Pre-orders open for $1m flying car; flying taxi undergoes successful test flights
Pre-orders have opened for a $1m (£780,000) flying car set to launch in 2020 while German company Lilium has carried out a series of successful test flights for a flying taxi.
The Slovakian firm AeroMobil said its teardrop-shaped AeroMobil Flying Car, displayed at the Top Marques Monaco event, could switch to flight mode in less than three minutes. The wings fold away for driving on roads and swing out for flying.
The company, one of several developing such flying vehicles, aims to make up to 500 units of its first commercially available edition, priced at €1.2m to €1.5m (£1m to £1.25m).

To fly, the car would need an airfield or another approved place to take off, while owners would require driving and pilot licences, said AeroMobil chief communications officer Stefan Vadocz.
AeroMobil said deliveries to customers of the flying car, which Vadocz said would comply with air and road regulations, was expected to start by 2020.

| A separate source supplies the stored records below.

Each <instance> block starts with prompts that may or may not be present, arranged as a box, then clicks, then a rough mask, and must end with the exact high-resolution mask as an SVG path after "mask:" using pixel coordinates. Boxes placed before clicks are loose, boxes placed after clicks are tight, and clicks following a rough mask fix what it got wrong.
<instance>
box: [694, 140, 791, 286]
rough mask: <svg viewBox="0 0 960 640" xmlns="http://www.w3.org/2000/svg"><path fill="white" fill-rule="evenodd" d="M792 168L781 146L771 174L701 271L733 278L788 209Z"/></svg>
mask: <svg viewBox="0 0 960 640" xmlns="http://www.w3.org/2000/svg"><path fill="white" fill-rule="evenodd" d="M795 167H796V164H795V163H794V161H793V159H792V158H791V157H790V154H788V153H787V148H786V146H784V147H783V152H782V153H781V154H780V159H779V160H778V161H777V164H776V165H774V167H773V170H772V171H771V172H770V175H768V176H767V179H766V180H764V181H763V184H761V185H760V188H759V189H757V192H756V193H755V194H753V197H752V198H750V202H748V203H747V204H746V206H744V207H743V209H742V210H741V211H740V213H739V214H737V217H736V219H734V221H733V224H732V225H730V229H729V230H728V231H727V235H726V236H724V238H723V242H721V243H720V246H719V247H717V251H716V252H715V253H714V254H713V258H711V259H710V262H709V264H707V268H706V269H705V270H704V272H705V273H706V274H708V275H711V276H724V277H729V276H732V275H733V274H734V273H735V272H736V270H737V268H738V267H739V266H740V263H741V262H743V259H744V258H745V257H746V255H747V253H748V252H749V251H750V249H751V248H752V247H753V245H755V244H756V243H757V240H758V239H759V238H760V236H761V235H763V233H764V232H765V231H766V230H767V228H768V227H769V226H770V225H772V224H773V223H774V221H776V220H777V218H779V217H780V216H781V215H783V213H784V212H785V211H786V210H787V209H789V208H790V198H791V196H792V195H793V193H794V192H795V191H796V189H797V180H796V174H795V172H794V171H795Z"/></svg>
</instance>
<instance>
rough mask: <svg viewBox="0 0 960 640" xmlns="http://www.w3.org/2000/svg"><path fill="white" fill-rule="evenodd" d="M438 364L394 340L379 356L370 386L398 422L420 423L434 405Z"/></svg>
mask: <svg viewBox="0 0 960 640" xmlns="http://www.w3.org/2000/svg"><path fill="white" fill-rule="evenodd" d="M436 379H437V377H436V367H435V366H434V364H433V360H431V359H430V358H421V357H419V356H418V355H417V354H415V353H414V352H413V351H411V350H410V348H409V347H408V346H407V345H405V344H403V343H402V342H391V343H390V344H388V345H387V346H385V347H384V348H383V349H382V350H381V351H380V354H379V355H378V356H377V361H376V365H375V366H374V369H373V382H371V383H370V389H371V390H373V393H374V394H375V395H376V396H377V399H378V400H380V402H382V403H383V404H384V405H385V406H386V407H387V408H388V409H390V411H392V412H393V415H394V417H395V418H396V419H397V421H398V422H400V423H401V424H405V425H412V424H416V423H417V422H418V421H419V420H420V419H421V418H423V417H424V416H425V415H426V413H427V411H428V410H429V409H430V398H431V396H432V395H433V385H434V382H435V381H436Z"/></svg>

Meanwhile the German Lilium is developing a five-seat ‘flying taxi’ (pictured below) after successful test flights over Germany of a smaller version of the electric jet.
The Munich-based company, backed by investors who include Skype co-founder Niklas Zennstrom, said the planned five-seater jet, which will be capable of vertical take-off and landing, could be used for urban air taxi and ride-sharing services.
In flight tests, a two-seat prototype executed manoeuvres that included a mid-air transition from hover mode - like a drone - to wing-borne flight - like a conventional aircraft, Lilium said.

Potential competitors to Lilium Jet include much bigger players such as Airbus, the maker of commercial airliners and helicopters, which aims to test a prototype self-piloted, single-seat ‘flying car’ later in 2017.
But makers of flying cars still face hurdles, including convincing regulators and the public that their products can be used safely. Governments are still grappling with regulations for drones and driverless cars.
Lilium said its jet, with a range of 300km and cruising speed of 300km/h, is the only electric aircraft capable of both vertical take-off and jet-powered flight.
“We have solved some of the toughest engineering challenges in aviation to get to this point,” Lilium co-founder and chief executive Daniel Wiegand said in a statement.
The jet, whose energy consumption per kilometre is comparable to an electric car, could offer passenger flights at prices comparable to normal taxis but with speeds five times faster, the company said.
Lilium, founded in 2014 by four graduates from the Technical University of Munich, is unusual on the German start-up scene, which is dominated by ecommerce firms largely based in Berlin and self-financed engineering firms dotted around the country.
It raised €10.6m in 2016 from Zennstrom-led venture firm Atomico Partners and e42, the investment arm of entrepreneur Frank Thelen, a juror on the German of investment reality TV show ‘Lion’s Den’.
Other potential rivals include crowd-funded eVolo, a firm based near Mannheim that has said it expects to receive special regulatory approval for its two-seat ‘multicopter’ with 18 rotors to be used as flying taxis in pilot projects by 2018.
Google, Tesla and Uber have also reportedly shown interest in the new technology.